As we shot like a lost boat over a cataract down into a whirlpool of white roads far below, I saw afar a black dot crawling like an insect. I looked again: I could hardly believe it. There was the slow old woman, with her slow old donkey, still toiling along the main road. I asked my friend to slacken, but when he said of the car, “She’s wanting to go,” I knew it was all up with him. For when you have called a thing female you have yielded to it utterly. We passed the old woman with a shock that must have shaken the earth: if her head did not reel and her heart quail, I know not what they were made of. And when we had fled perilously on in the gathering dark, spurning hamlets behind us, I suddenly called out, “Why, what asses we are! Why, it’s She that is brave–she and the donkey. We are safe enough; we are artillery and plate-armour: and she stands up to us with matchwood and a snail! If you had grown old in a quiet valley, and people began firing cannon-balls as big as cabs at you in your seventieth year, wouldn’t you jump–and she never moved an eyelid. Oh! we go very fast and very far, no doubt–“

As I spoke came a curious noise, and my friend, instead of going fast, began to go very slow; then he stopped; then he got out. Then he said, “And I left the Stepney behind.”

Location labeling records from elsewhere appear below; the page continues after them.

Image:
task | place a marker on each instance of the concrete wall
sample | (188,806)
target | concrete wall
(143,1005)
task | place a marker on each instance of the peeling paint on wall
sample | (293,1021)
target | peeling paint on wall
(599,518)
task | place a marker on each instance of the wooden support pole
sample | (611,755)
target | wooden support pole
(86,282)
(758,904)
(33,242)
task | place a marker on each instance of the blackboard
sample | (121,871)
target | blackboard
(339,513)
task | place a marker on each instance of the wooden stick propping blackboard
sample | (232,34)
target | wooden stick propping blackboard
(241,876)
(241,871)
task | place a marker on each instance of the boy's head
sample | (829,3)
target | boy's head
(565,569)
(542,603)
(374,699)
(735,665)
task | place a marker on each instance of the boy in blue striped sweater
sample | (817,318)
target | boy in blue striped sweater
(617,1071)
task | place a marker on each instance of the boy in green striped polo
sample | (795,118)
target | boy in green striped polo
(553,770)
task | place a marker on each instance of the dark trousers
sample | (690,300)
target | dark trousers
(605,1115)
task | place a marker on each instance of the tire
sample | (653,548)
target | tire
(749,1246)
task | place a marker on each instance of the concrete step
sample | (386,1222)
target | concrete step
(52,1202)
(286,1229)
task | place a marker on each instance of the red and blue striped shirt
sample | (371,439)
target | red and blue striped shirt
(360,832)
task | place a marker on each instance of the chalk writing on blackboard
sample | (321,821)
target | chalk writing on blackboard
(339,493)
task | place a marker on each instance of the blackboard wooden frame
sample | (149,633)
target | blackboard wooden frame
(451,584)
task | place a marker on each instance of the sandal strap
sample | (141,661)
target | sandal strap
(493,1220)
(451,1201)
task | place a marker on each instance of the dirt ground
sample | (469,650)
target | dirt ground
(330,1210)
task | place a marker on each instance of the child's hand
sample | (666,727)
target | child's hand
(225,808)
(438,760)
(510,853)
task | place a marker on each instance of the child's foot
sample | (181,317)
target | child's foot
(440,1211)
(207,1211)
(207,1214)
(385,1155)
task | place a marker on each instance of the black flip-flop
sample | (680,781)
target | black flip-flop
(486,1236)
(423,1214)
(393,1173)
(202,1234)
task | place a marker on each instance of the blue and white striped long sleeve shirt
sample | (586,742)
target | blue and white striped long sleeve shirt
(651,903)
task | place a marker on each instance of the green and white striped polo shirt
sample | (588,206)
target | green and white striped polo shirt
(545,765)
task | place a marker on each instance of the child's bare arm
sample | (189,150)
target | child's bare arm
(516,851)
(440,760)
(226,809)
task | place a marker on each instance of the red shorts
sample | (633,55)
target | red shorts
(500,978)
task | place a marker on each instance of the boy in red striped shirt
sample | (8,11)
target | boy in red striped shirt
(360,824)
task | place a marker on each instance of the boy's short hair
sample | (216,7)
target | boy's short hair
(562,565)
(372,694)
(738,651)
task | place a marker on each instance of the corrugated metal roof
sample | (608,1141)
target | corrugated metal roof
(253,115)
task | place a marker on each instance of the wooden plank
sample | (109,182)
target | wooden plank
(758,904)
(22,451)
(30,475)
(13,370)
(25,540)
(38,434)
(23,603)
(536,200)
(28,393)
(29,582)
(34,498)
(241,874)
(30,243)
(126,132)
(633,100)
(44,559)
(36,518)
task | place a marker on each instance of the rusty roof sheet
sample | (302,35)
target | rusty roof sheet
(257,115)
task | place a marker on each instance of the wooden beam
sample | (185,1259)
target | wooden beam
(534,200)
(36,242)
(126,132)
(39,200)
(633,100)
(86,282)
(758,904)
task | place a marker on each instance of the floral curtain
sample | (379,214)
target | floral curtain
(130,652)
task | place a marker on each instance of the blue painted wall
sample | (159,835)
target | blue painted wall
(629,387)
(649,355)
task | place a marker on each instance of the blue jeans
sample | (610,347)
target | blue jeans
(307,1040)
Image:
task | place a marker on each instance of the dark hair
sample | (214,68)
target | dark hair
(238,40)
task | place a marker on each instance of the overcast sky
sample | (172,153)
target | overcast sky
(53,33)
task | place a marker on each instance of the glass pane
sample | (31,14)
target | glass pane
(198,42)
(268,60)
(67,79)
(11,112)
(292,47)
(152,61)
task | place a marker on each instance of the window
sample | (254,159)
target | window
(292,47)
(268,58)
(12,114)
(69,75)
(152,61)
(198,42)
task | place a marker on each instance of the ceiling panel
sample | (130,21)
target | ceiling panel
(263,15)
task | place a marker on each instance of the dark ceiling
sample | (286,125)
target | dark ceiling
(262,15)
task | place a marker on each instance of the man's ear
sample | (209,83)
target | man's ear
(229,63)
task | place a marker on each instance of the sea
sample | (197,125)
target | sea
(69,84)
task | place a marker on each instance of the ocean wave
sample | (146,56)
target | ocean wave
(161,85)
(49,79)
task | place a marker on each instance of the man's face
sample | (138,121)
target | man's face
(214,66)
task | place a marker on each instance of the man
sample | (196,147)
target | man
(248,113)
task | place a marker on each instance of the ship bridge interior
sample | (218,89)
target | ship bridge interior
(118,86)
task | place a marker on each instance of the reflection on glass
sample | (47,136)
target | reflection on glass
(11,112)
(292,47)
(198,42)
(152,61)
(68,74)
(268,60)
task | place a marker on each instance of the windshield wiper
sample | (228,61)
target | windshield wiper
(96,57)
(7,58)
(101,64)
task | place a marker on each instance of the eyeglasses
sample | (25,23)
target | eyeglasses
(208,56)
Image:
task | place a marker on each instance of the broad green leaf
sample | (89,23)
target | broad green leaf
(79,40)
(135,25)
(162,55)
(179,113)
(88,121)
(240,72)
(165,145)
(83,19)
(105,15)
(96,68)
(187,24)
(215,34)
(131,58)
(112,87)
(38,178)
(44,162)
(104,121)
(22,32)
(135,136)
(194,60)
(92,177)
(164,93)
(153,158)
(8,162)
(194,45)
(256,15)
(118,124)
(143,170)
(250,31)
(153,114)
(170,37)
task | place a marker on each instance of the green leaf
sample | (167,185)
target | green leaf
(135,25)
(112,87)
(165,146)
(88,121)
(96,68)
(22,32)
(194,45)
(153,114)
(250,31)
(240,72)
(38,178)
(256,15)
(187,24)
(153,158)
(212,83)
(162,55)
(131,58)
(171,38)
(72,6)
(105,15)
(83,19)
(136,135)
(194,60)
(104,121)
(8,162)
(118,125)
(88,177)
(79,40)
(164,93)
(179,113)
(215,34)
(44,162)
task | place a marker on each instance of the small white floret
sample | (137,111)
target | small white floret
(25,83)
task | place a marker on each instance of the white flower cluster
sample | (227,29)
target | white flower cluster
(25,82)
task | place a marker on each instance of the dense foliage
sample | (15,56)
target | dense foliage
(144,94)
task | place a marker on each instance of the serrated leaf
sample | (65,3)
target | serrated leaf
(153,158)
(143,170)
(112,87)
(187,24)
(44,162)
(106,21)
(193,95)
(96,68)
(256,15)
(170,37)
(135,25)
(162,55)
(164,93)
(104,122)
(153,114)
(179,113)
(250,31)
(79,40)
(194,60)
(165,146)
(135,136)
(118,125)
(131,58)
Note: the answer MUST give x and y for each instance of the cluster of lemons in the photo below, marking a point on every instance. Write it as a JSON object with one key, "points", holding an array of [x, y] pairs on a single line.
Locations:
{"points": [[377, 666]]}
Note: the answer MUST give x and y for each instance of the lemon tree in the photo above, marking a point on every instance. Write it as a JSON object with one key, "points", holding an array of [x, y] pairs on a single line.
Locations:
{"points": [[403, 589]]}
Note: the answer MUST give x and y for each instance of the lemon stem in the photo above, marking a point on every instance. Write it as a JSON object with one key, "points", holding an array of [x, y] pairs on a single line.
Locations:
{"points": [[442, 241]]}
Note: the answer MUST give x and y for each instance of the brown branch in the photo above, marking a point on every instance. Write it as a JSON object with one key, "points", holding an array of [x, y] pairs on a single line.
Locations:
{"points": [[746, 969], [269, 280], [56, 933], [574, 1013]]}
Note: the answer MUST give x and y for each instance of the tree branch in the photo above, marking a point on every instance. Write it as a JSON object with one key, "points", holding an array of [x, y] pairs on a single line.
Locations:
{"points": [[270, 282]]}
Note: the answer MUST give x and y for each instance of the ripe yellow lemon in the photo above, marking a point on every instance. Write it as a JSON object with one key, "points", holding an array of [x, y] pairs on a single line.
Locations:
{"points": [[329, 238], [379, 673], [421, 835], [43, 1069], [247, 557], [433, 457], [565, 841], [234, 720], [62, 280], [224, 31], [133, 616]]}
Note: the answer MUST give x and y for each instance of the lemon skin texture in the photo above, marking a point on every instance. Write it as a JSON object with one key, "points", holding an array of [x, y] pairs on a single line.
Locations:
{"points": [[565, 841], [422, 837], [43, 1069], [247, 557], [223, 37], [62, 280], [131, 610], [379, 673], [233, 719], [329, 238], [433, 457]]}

The grey moths came out of the wood and the yellow stars came out to crown it, as my friend, with the lucidity of despair, explained to me (on the soundest scientific principles, of course) that nothing would be any good at all. We must sleep the night in the lane, except in the very unlikely event of some one coming by to carry a message to some town. Twice I thought I heard some tiny sound of such approach, and it died away like wind in the trees, and the motorist was already asleep when I heard it renewed and realized. Something certainly was approaching. I ran up the road–and there it was. Yes, It–and She. Thrice had she come, once comic and once tragic and once heroic. And when she came again it was as if in pardon on a pure errand of prosaic pity and relief. I am quite serious. I do not want you to laugh. It is not the first time a donkey has been received seriously, nor one riding a donkey with respect.